A powerful, affordable machine learning infrastructure accelerates innovation in the cloud


MIT Technology Review

Artificial intelligence and machine learning (AI and ML) are key technologies that help companies find new ways to increase their sales, reduce costs, streamline business processes and better understand their customers. AWS helps customers accelerate their AI / ML adoption by providing high-performance compute, high-speed networking, and scalable, high-performance storage options as needed for any machine learning project. This lowers the barrier to entry for companies looking to use the cloud to scale their ML applications.

Developers and data scientists are pushing the boundaries of technology and increasingly relying on deep learning, a type of machine learning based on neural network algorithms. These deep learning models are larger and more sophisticated, increasing the cost of running the underlying infrastructure to train and deploy these models.

To enable customers to accelerate their AI / ML transformation, AWS builds powerful and affordable machine learning chips. AWS Inferentia is the first machine learning chip designed by AWS from the ground up for the most cost-effective machine learning inference in the cloud. In fact, Inferentia’s Amazon EC2 Inf1 instances offer 2.3 times the performance and cost of machine learning inference up to 70% lower than the current generation of GPU-based EC2 instances. AWS Trainium is the second machine learning chip from AWS specially developed for training deep learning models and will be available in late 2021.

Customers from all industries have deployed their ML applications in production on Inferentia and have seen significant performance improvements and cost savings. AirBnB’s customer support platform, for example, enables intelligent, scalable and extraordinary service experiences for its community of millions of hosts and guests around the world. It used Inferentia-based EC2 Inf1 instances to provide natural language processing (NLP) models that supported its chatbots. This resulted in a 2-fold improvement in performance compared to GPU-based instances.

With these innovations in silicon, AWS enables its customers to easily train and execute their deep learning models in production with high performance and throughput at significantly lower costs.

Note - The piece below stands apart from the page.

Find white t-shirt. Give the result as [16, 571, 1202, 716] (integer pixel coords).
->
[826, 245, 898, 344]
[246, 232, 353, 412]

Machine learning poses challenges to the speed of the transition to a cloud-based infrastructure

Machine learning is an iterative process that requires teams to quickly build, train, and deploy applications, as well as train, retrain, and experiment frequently to increase the predictive accuracy of the models. When deploying trained models in their business applications, organizations must also scale their applications to serve new users around the world. You need to be able to service multiple simultaneous requests with near real-time latency to ensure a superior user experience.

New use cases such as object recognition, natural language processing (NLP), image classification, conversational AI and time series data are based on deep learning technology. Deep learning models are growing exponentially in size and complexity, from millions of parameters to billions within a few years.

Training and deploying these complex and sophisticated models results in significant infrastructure costs. Costs can quickly become prohibitive as companies scale their applications to deliver near real-time experiences to their users and customers.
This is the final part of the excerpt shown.